Un diktat palestinien inacceptable pour notre souveraineté.
La réponse libanaise ne s’est pas fait attendre. Le Premier ministre
Salim Hoss a fait publier, dès lundi, un communiqué enjoignant
aux Palestiniens de s’abstenir de toute action armée contre Israël
à partir du Liban-Sud. Dans son communiqué, M. Hoss a souligné
qu’à la suite de déclarations faites au nom d’organisations
palestiniennes selon lesquelles le Liban-Sud est un “front ouvert” pour
leurs opérations militaires, “les autorités libanaises appellent
les frères palestiniens à s’abstenir de mener des actions
armées car elles nuiraient aux intérêts du Liban”.
“Au Liban-Sud, nous n’appuyons aucune action à l’exception de
celle de la Résistance libanaise qui est à même de
remplir parfaitement sa mission”, a tenu à préciser le Premier
ministre.
Une analyse de la chronologie des faits de la semaine est assez significative.
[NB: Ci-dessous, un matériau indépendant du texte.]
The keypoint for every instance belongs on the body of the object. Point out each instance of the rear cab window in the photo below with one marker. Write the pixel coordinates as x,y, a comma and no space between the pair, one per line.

Vendredi, en exposant à la presse les résultats de ses entretiens
au Liban et en Syrie, le chef du Quai d’Orsay avait souligné le
danger réel d’un retrait-surprise et unilatéral d’Israël
du Liban-Sud. Une éventualité à laquelle, avait-il
dit, ses interlocuteurs syriens et libanais “avaient du mal à croire
que ce retrait pouvait avoir lieu”. Samedi à Paris, le chef du gouvernement
français, Lionel Jospin se disait “inquiet” du blocage du processus
de paix entre Israël et ses voisins. Tandis qu’à Beyrouth,
le président Hoss, au lendemain du départ de M. Védrine,
s’est déclaré heureux que soit amorcé un rôle
français et européen complémentaire de celui des Etats-Unis.
Le lendemain, dimanche, le Jihad islamique palestinien - qui a revendiqué
le bombardement de quatre positions israéliennes dans la zone occupée
du Liban-Sud - lançait sa déclaration incendiaire à
partir de Damas (un choix très significatif).
Parallèlement, avec la nouvelle escalade militaire sur le terrain,
en Israël les renseignements militaires ont recommandé un retrait
immédiat du Liban. Selon le “Jérusalem Post”, Barak pourrait
être amené à avancer à avril la date du retrait
unilatéral fixée à juillet prochain. A son tour, l’ancien
Premier ministre Shimon Pérès préconise, lui aussi,
d’avancer au plus tôt un retrait militaire unilatéral du Liban
sans attendre juillet 2000.
Côté palestinien, M. Georges Habache, secrétaire
général du FPLP, a appelé Palestiniens et Libanais
à faire front commun contre l’implantation des réfugiés
palestiniens dans les pays arabes. Il a accusé Yasser Arafat “de
commettre un crime notamment contre 4 millions de réfugiés
palestiniens en œuvrant pour la création d’un Etat palestinien caricatural”
sans se soucier du sort des réfugiés et des droits des Palestiniens
à l’autodétermination. Quant au Jihad islamique palestinien,
après l’interdit décrété par le Premier ministre
Hoss à son “front ouvert” au Sud, ses dirigeants ont demandé
à le rencontrer à Beyrouth.
Côté libanais, aussi bien le président du parlement
M. Nabih Berri que le vice-premier ministre M. Michel Murr ont déclaré
que les prochains mois sont particulièrement dangereux pour le Liban
et que la situation dans le pays resterait précaire jusqu’en juin
2000, soit un mois avant l’échéance fixée par Ehud
Barak pour l’évacuation de ses troupes du Liban-Sud.
Enfin, devant la multiplication des signes avant-coureurs d’un retrait
unilatéral, le secrétaire général de l’ONU,
M. Kofi Annan a décidé d’envoyer un émissaire à
Beyrouth dès le mois prochain pour étudier avec les autorités
libanaises l’avenir de la FINUL en cas de départ unilatéral
des forces israéliennes du Sud.
Comme on le voit, tout cela est très imbriqué et crée
une situation explosive, inquiétante et confuse, exacerbée
par les rivalités inter-palestiniennes pour le contrôle des
camps avant l’échéance du retrait israélien.
Une lutte sourde d’influences qui peut dégénérer, à
tout moment, en une épreuve de force.